Does it seem early to talk about debates for the 2017 mayoral and other citywide campaigns? It’s not, because entrance into debates depends on something happening right now: candidate fundraising.
To appear in the city’s official mayoral primary debates, the baseline requirement is that candidates raise and spend $174,225.
That threshold is only 2.5 percent of the spending limit of the city’s matching funds program — far below the amount that competitive candidates throw around and theoretically an amount that more fringe candidates could meet if they catch public excitement. A candidate needs to both raise and spend the money before the September filing deadline to ensure he or she has more skin in the game than simply loaning him or herself a large chunk of money. A candidate could write that check, but then would have to spend it too.
In the room where it happens
But who gets into the debates has been debated and tweaked since the current system began in 1997. It raises the question of how to determine whether someone is serious enough to be publicly elevated for a run, while also increasing attention to competitive local races.
This year is no exception, particularly because of the numbers on the Democratic side: only Mayor Bill de Blasio has raised and spent enough to make the debate, and if nobody else hits the threshold the mayor won’t be required to debate at all.
The debate program began in 1997 after the 1993 contest when David Dinkins and Rudy Giuliani could not agree to terms for debates. The dispute? Over whether a third-party candidate should take the stage with them. There were no debates that year despite $3 million in public funds going to the leading candidates.
At first, the debates had less-strict entrance requirements. During the 1997 Democratic primary, city engineer Eric Ruano-Melendez got into the debates despite having raised only $20 and never getting much traction, according to a Campaign Finance Board after-election report in 2001. News accounts record one of his debate performances including the singing of a snippet of the national anthem and other miscues. The New York Times asked to be dropped from hosting contention in 2001 because entrance requirements didn’t limit the debates to “serious contenders as judged by journalistic standards.”
Legislation in 2004 set a $50,000 fundraising threshold for the first primary debate and allowed other criteria like polling to be added.
This year, the rules have changed again, ratcheting up the threshold for the first primary debate (the second “leading contender” debate will have more stringent requirements). CFB spokesman Matt Sollars says the monetary threshold was due to be raised as it had been static since 2005.

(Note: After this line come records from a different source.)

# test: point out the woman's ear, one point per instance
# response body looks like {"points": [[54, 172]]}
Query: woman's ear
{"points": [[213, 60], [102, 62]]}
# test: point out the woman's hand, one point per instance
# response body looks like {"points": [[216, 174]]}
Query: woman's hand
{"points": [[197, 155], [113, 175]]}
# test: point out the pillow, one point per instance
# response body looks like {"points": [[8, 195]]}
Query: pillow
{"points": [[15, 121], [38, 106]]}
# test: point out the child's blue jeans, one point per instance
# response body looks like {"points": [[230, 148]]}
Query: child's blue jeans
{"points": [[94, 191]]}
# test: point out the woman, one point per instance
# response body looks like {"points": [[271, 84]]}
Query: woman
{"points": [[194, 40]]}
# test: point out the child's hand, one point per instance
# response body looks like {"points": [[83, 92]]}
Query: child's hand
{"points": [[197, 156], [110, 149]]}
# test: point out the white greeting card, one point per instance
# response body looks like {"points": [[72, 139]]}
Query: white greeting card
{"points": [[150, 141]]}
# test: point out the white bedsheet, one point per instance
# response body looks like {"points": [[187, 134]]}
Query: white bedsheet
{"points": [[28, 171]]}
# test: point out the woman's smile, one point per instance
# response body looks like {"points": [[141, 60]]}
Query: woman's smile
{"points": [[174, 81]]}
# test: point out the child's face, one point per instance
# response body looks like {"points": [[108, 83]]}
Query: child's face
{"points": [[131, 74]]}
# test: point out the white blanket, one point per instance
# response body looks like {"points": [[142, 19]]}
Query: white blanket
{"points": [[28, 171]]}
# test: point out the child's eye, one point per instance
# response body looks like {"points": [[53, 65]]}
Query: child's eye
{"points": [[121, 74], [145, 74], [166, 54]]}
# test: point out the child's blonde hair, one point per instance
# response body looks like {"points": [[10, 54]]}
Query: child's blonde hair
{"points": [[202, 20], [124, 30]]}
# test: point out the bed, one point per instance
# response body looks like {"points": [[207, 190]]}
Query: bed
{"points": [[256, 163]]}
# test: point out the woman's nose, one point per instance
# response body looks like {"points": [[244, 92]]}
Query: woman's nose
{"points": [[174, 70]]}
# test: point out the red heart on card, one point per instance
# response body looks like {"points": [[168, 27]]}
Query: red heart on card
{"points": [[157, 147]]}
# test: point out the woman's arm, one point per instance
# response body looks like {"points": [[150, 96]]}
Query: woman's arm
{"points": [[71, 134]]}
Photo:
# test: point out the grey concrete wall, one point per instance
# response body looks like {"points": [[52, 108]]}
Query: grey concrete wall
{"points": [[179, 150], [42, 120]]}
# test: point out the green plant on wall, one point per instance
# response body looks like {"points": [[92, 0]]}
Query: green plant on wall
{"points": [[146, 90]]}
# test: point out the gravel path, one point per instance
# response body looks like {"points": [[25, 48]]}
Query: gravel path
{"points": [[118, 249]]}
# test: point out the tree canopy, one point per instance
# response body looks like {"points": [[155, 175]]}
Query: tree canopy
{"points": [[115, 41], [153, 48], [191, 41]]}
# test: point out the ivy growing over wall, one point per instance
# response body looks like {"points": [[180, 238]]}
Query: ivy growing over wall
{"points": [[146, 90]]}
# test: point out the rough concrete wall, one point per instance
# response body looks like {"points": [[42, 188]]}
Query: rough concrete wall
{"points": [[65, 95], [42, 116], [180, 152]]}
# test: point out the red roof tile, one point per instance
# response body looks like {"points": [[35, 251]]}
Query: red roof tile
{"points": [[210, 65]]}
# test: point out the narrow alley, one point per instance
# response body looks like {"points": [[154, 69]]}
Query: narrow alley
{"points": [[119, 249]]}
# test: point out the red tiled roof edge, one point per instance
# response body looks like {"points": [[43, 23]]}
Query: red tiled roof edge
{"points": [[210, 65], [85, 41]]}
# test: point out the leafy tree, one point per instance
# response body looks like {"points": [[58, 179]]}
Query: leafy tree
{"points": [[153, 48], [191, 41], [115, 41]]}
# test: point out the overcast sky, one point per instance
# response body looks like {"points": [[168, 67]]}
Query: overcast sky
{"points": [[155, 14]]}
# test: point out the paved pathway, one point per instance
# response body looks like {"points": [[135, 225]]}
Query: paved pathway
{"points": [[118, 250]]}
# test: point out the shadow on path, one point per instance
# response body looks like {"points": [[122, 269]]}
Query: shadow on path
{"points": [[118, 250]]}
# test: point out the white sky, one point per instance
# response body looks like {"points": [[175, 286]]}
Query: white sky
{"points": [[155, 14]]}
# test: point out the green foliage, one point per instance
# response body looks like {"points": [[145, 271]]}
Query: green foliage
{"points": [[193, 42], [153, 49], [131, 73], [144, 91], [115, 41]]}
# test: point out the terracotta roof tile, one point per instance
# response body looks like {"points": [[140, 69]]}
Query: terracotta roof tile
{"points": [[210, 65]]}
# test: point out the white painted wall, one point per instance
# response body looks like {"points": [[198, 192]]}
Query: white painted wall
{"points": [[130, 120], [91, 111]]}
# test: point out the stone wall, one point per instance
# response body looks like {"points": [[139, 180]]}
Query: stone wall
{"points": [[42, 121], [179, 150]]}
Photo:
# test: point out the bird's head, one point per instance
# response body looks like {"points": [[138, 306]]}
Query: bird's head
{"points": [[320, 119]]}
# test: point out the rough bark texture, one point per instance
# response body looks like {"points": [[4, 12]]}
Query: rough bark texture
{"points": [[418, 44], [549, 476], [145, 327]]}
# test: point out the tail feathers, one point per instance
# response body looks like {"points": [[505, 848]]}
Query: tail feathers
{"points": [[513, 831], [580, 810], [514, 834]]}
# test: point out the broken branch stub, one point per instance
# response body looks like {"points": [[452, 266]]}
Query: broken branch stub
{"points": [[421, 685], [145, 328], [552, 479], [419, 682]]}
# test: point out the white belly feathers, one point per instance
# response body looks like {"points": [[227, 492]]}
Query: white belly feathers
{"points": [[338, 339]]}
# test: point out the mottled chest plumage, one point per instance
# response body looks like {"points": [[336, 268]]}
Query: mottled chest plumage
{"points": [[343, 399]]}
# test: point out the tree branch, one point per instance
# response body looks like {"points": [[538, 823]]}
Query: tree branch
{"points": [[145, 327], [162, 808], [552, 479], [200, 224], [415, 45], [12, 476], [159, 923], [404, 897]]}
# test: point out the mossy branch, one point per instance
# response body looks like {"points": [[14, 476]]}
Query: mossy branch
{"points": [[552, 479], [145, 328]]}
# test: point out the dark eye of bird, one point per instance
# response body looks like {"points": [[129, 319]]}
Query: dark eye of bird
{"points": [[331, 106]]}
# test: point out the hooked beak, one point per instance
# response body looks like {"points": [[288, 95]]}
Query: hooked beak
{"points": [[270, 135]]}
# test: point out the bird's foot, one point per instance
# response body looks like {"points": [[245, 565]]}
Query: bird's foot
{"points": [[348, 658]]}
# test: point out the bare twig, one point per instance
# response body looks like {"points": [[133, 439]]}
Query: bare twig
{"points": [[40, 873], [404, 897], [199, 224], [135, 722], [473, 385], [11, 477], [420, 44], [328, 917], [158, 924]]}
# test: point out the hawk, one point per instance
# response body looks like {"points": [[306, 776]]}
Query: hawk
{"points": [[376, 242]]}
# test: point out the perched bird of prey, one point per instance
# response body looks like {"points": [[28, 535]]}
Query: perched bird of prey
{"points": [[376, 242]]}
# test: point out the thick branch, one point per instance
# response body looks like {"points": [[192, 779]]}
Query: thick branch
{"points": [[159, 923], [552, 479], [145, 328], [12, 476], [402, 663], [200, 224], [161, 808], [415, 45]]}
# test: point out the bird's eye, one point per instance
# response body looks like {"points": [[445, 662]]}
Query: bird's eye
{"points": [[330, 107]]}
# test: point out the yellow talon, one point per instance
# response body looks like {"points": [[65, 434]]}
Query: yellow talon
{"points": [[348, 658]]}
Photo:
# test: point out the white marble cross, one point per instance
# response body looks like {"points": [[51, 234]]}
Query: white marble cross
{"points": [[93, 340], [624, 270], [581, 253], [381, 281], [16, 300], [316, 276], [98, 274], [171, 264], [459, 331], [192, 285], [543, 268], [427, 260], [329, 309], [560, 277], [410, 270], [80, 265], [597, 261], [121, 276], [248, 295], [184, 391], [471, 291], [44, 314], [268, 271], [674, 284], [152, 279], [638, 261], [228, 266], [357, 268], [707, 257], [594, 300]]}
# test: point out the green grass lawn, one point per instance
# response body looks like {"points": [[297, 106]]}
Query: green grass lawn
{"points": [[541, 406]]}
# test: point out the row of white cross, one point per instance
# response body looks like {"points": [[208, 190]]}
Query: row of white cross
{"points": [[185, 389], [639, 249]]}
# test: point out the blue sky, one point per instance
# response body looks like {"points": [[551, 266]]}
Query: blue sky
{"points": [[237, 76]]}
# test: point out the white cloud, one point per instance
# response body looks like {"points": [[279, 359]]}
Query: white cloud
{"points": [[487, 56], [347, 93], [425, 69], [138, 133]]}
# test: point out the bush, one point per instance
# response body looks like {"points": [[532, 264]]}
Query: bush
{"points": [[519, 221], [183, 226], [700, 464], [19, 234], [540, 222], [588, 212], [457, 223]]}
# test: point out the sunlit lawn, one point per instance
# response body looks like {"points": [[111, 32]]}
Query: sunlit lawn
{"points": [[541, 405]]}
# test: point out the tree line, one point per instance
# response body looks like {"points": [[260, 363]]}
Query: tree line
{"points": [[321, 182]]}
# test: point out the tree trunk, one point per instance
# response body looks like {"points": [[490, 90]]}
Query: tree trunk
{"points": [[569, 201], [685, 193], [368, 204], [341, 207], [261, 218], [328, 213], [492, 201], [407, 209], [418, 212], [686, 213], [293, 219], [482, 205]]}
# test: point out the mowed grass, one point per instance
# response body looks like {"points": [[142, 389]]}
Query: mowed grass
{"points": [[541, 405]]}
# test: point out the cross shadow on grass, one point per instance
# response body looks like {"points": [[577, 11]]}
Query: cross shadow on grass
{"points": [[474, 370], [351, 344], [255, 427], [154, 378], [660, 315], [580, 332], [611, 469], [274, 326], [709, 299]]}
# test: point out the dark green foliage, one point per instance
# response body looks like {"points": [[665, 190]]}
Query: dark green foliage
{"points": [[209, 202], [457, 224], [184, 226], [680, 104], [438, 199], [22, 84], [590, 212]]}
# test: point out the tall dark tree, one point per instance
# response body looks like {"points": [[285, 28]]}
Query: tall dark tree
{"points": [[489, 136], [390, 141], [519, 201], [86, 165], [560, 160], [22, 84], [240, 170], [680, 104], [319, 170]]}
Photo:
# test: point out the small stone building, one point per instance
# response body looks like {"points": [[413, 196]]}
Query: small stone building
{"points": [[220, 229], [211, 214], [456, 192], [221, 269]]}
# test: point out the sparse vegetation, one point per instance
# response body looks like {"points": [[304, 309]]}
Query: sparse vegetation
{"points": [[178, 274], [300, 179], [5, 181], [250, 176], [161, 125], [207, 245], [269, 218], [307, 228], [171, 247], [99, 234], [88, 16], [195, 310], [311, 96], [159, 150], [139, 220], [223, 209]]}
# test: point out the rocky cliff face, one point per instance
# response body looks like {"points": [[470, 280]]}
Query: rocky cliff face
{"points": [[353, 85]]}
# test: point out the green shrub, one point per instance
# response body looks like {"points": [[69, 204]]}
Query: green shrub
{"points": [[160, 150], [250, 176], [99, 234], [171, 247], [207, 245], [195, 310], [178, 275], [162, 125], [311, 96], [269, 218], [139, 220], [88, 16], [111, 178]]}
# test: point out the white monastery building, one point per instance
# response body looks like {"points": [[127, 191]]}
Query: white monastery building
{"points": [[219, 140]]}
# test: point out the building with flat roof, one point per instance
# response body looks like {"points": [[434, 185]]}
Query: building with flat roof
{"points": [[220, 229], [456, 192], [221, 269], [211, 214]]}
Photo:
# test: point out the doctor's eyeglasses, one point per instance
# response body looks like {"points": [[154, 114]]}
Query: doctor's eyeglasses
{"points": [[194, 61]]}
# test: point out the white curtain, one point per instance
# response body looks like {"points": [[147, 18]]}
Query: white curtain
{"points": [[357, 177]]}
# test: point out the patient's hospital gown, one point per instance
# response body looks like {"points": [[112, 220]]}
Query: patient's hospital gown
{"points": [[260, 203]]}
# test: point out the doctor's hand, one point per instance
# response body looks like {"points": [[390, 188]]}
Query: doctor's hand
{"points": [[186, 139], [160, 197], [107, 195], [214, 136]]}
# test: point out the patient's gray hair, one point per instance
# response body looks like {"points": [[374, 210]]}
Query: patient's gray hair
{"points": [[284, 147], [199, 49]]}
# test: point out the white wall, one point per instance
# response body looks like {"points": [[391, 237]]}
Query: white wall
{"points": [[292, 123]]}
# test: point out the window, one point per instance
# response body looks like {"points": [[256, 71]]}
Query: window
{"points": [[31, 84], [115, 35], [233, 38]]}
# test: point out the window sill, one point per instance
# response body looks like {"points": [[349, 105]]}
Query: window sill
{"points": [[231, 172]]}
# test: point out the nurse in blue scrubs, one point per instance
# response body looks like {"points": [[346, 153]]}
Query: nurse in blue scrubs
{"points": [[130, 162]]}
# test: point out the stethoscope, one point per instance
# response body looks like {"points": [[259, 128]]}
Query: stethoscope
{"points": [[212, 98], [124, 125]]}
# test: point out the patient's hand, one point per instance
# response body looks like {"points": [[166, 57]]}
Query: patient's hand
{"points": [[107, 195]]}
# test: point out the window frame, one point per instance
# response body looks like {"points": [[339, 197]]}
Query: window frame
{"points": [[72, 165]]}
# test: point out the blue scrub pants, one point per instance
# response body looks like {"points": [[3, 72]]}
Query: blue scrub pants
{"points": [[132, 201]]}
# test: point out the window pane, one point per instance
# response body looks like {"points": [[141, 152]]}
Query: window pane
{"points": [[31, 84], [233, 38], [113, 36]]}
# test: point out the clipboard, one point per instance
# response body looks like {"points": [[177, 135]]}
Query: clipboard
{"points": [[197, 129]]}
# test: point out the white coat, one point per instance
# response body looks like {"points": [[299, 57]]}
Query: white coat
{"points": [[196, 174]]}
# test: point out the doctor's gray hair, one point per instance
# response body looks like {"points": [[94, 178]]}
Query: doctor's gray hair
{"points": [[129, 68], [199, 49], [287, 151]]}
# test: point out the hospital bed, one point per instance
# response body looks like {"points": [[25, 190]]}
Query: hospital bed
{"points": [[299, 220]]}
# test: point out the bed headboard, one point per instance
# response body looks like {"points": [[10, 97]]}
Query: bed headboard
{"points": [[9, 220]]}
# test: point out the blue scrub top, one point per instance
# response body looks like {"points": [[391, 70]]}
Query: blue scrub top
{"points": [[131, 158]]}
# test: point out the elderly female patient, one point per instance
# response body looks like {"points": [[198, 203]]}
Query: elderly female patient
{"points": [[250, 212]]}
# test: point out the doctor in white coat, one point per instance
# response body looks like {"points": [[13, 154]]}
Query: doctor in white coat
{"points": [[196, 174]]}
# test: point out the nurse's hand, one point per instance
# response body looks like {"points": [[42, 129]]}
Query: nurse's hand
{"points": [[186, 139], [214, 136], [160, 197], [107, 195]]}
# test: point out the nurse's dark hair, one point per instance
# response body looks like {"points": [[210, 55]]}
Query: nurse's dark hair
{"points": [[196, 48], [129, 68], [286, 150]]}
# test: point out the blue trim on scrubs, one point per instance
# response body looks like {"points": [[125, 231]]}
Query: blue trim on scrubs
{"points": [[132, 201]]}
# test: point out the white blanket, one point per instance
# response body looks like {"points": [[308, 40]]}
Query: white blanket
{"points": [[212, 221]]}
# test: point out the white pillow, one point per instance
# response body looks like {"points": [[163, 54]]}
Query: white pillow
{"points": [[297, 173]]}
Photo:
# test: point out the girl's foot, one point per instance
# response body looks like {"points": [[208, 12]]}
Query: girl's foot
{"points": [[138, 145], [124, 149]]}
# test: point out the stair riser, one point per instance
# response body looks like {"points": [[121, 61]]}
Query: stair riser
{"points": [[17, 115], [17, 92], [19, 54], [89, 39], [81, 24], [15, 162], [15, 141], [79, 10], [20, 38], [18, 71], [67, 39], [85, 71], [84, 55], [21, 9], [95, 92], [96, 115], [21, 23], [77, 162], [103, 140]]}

Some of the candidates trailing de Blasio on the Democratic side have complained about the increase. As of Monday’s filing deadline, none of them have hit the threshold that they’d need by the fall.
“That’s a heavy lift for us,” police reform advocate Bob Gangi says of the $174,225. He has raised some $6,500 in net contributions, more in loans, and spent almost $4,000. He cites the difficulties candidates outside the political world have in making the connections necessary to get the money.
Former city council member Sal Albanese expressed confidence he’d hit the threshold — he now has net contributions of nearly $83,000 with $6,000 spent, according to Monday’s filings — but said the tripling of the fundraising threshold for this year’s race was “unbelievably unfair.”
A chicken and egg question
The requirement isn’t all that much if you plan to run a citywide campaign leading up to the September primary debate. But it’s not easy to cadge money from donors who have their eye on an incumbent mayor who has already raised $4.4 million in net contributions. You’d have to be pretty serious to be worth the donation, but how to get the money if you aren’t serious enough to be on the debate stage?
On the other hand, looser requirements have resulted in chaotic debates in the past, even in New York. That doesn’t necessarily lead to great voter education.
“I don’t have a problem with demonstrating you’ve got a modicum of support,” Albanese says, but he suggests that support could be measured non-monetarily: perhaps by reaching 1,000 donors, for example, of whatever size.
He also supports a fuller public financing system such as a version of what exists in Seattle, where voters receive “vouchers” totaling $100 to send to their preferred candidates.
Debate sponsors are set to be announced in June, according to the CFB. From then until September, the candidates will have to fundraise and spend to prove their seriousness under the law in order to make the stage.